In the titles of his works Mylayne reflects the total time required to create each piece, an existential agon that traces the heart of his work and the centre of his metaphysics. His photographs combine several temporalities: the extension in time of the preparation, the moment captured by a mechanical process, the cycle of nature represented by an individual returning from their annual migration, along with a historical time which covers the common existence of humans and non-humans in the same environment.
The resulting creations are carefully calibrated constructions, where the bird plays its assigned role in a prefigured staging. Mylayne chooses his place and subject, one of among many birds, an example that highlights a certain curiosity about this man and the technical crew that invades his surroundings. It will take months to establish communication and to create the trust the success of the photograph depends on. During this time Mylayne gets the bird accustomed to his presence and to the effects of any supplemental lighting that the image may need as well as the sound of his camera shutter.

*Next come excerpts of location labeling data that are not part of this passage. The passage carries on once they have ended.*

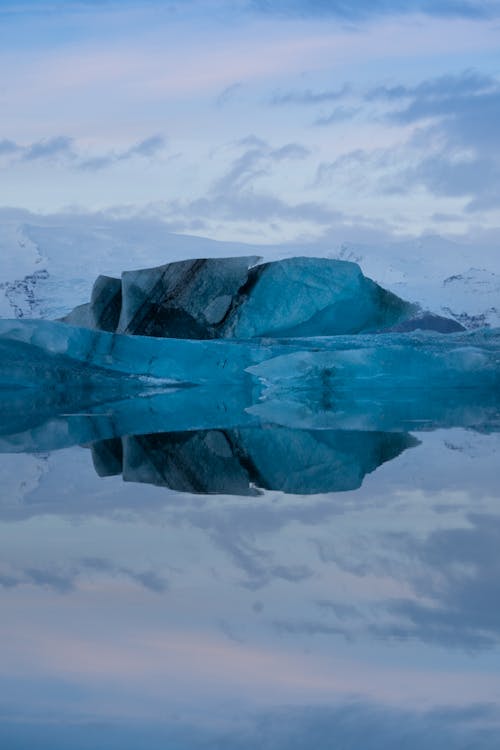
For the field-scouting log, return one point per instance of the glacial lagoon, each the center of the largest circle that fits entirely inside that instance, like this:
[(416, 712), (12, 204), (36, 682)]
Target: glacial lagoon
[(272, 543)]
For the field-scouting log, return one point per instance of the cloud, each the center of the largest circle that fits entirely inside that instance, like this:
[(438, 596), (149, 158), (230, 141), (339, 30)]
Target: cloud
[(350, 725), (49, 148), (453, 149), (147, 149), (309, 97), (64, 581), (65, 149), (229, 94), (8, 147), (339, 114), (364, 9)]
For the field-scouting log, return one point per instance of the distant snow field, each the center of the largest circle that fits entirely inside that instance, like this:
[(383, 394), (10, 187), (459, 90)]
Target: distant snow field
[(50, 263)]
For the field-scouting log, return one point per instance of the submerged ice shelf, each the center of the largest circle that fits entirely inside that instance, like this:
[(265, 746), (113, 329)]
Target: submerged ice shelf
[(61, 385)]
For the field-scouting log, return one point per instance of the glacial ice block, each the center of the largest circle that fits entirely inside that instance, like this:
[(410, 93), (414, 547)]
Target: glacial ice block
[(236, 298), (61, 385)]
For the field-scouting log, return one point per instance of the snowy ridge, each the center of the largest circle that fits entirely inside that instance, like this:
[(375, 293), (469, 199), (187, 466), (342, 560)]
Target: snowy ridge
[(49, 263)]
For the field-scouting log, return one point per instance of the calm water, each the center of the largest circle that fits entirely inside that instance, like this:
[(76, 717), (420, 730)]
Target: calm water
[(252, 588)]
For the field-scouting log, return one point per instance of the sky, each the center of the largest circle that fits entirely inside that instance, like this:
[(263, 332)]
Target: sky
[(253, 120)]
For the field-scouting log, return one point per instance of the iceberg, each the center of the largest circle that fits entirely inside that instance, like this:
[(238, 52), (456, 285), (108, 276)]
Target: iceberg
[(241, 299), (61, 385)]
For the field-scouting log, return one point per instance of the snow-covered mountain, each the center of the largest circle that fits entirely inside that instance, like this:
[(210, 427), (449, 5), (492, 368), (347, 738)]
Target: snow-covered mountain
[(49, 263)]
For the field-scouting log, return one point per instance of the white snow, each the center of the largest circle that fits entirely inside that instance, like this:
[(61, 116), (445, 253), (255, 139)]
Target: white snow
[(49, 263)]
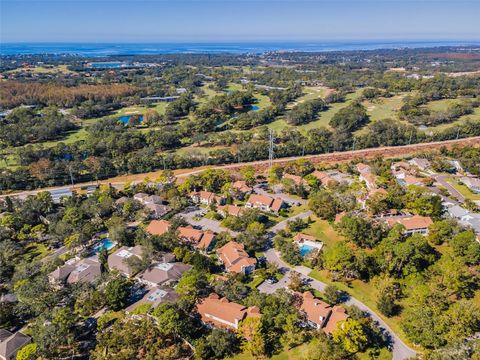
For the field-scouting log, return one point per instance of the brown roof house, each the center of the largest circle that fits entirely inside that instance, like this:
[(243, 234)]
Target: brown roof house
[(220, 312), (240, 189), (297, 180), (118, 260), (155, 296), (320, 315), (163, 273), (11, 343), (324, 177), (235, 259), (413, 225), (207, 198), (231, 210), (158, 227), (264, 203)]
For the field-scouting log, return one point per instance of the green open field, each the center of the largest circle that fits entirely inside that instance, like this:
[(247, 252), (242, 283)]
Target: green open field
[(299, 353), (463, 189)]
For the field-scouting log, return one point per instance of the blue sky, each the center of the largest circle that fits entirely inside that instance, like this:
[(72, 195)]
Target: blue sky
[(237, 20)]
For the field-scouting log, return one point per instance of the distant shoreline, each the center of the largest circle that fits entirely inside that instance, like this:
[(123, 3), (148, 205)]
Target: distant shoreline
[(116, 49)]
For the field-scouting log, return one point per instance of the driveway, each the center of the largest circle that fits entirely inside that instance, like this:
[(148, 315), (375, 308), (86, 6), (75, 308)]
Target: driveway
[(206, 224), (285, 197), (441, 179), (283, 224), (399, 349)]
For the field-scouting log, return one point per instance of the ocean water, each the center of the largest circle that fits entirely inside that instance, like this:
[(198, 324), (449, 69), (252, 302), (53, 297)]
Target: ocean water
[(106, 49)]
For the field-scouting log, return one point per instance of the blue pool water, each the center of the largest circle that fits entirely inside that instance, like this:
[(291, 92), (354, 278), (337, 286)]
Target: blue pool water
[(305, 249), (106, 244), (125, 118)]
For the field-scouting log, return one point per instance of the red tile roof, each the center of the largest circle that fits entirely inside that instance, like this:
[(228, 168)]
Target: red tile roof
[(158, 227)]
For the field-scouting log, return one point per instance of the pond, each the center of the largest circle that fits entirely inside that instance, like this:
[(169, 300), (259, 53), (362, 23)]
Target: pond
[(126, 118)]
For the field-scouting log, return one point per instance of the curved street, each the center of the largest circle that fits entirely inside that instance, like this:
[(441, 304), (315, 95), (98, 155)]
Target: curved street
[(400, 350)]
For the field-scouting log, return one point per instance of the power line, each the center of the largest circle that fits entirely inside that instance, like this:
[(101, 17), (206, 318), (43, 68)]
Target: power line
[(271, 140)]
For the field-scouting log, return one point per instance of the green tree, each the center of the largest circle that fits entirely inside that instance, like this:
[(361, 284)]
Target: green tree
[(28, 352), (252, 336), (117, 292), (351, 335)]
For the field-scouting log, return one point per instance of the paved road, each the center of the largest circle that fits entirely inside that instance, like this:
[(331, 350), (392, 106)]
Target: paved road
[(386, 151), (206, 224), (442, 180), (283, 224), (400, 350), (285, 197)]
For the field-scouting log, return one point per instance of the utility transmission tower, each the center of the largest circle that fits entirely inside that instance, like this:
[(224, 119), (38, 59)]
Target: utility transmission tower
[(271, 140)]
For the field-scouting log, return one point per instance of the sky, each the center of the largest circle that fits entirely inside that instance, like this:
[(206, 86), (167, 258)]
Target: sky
[(237, 20)]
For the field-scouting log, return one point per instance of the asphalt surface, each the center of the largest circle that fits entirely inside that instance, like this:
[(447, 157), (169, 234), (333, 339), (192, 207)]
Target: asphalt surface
[(400, 351)]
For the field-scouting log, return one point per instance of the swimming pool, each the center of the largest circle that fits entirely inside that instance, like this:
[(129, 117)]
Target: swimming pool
[(106, 244), (126, 118)]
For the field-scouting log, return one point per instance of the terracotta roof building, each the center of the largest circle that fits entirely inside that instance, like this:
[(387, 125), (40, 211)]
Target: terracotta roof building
[(207, 198), (155, 297), (413, 225), (118, 259), (235, 259), (304, 237), (297, 180), (264, 203), (321, 315), (231, 210), (12, 343), (163, 273), (317, 311), (158, 227), (87, 270), (220, 312)]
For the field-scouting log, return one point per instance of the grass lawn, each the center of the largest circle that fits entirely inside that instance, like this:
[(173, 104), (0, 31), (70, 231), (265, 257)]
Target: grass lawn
[(366, 293), (323, 231), (463, 189), (299, 353)]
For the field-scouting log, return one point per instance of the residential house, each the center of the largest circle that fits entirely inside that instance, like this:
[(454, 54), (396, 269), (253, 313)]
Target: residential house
[(369, 179), (316, 311), (413, 225), (297, 180), (86, 270), (422, 164), (472, 183), (301, 238), (59, 276), (235, 259), (324, 177), (337, 316), (157, 210), (163, 273), (363, 168), (264, 203), (240, 189), (219, 312), (158, 227), (118, 260), (207, 198), (11, 344), (155, 296), (202, 240), (230, 210), (321, 315)]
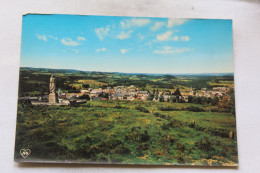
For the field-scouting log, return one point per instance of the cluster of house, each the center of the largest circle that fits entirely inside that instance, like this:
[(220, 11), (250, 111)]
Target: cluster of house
[(132, 93)]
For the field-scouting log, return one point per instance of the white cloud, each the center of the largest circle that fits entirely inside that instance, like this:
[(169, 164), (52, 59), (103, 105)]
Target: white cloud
[(134, 23), (165, 36), (171, 50), (81, 38), (52, 37), (174, 22), (140, 36), (157, 26), (124, 35), (69, 42), (42, 37), (76, 51), (102, 32), (101, 50), (123, 51), (185, 38)]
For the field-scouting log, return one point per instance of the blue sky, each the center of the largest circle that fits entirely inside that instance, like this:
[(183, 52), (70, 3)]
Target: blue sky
[(127, 44)]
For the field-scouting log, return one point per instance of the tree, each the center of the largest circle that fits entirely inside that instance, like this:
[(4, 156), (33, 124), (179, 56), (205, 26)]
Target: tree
[(173, 99), (215, 101), (190, 99), (85, 96), (150, 97), (161, 99), (177, 92)]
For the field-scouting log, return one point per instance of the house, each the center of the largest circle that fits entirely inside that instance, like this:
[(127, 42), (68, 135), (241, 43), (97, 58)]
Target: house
[(95, 93), (95, 98)]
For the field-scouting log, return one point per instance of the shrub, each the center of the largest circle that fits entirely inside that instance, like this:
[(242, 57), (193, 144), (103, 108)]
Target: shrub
[(195, 109), (204, 144)]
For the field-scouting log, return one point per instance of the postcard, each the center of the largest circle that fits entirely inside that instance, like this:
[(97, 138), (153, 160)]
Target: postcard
[(126, 90)]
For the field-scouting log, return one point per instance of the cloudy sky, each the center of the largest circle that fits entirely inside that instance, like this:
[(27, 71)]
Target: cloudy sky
[(127, 44)]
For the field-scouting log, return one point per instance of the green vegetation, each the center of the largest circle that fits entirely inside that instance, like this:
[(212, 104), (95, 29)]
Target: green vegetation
[(127, 132)]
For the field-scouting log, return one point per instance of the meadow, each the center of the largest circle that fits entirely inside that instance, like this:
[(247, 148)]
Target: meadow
[(127, 132), (137, 132)]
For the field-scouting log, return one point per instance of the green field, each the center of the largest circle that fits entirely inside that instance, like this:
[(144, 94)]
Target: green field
[(121, 132)]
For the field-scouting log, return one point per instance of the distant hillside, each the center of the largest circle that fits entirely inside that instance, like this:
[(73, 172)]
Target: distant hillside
[(166, 75)]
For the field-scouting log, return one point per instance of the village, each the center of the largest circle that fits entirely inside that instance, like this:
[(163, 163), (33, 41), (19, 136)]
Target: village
[(121, 93)]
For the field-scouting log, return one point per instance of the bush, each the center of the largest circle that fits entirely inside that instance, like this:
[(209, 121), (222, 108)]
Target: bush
[(168, 108), (142, 109), (195, 109), (204, 144)]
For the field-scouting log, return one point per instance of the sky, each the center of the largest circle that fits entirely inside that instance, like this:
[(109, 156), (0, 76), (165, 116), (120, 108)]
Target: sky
[(127, 44)]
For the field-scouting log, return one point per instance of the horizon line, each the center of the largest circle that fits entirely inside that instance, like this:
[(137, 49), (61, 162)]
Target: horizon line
[(128, 72)]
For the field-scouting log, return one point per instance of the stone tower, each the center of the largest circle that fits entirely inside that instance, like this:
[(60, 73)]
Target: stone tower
[(53, 98)]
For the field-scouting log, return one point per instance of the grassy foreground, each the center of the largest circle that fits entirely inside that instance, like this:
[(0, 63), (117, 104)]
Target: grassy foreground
[(138, 132)]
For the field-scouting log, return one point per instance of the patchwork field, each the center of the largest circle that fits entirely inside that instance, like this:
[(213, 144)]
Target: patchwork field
[(127, 132)]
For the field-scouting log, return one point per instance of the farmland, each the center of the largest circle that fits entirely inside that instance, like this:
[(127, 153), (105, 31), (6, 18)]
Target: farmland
[(123, 131)]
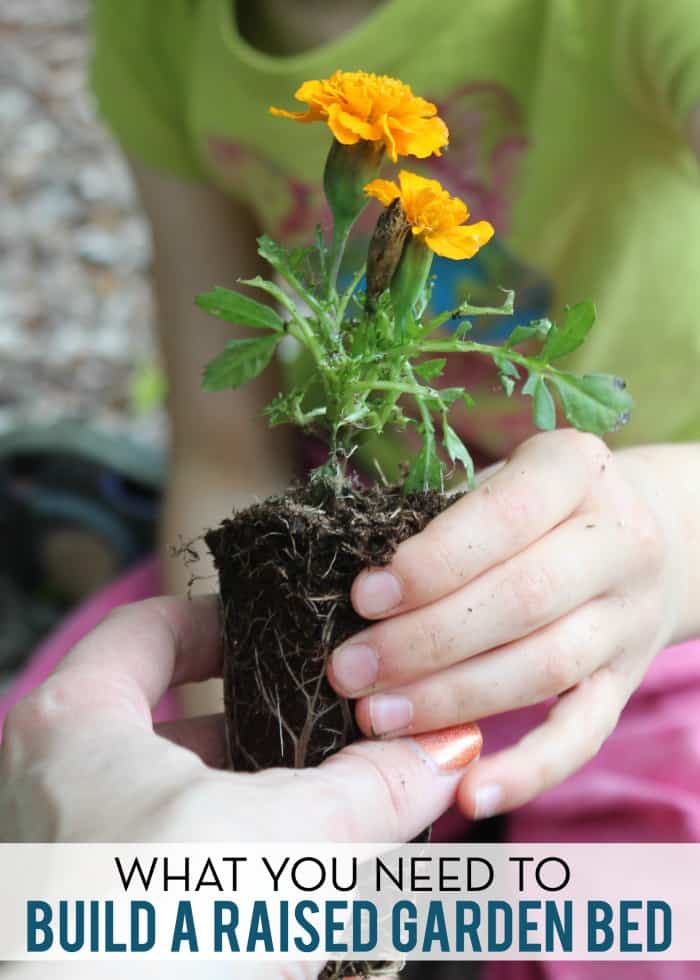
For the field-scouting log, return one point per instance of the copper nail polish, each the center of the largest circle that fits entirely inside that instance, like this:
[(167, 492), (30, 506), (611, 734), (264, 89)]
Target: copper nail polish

Despite his deep understanding of these creatures’ lifestyle, Mylayne does not have the intention of coming across as an ornithologist or documentary maker. His work asks metaphysical questions based on an exchange between humans and animals amplified by strategies of form, structure and concept. He often uses compositional styles that may include serial repetition, reflection and investment, or traditional formats such as the diptych or triptych.
The exhibition has the basilica architecture of the Palacio de Velázquez in the Parque del Retiro very present, in such a way that the selection of the pieces has focused on the image of the blue sky visible through the central dome of the palace, which is juxtaposed to the skies that prominently appear in all the of Mylayne’s work.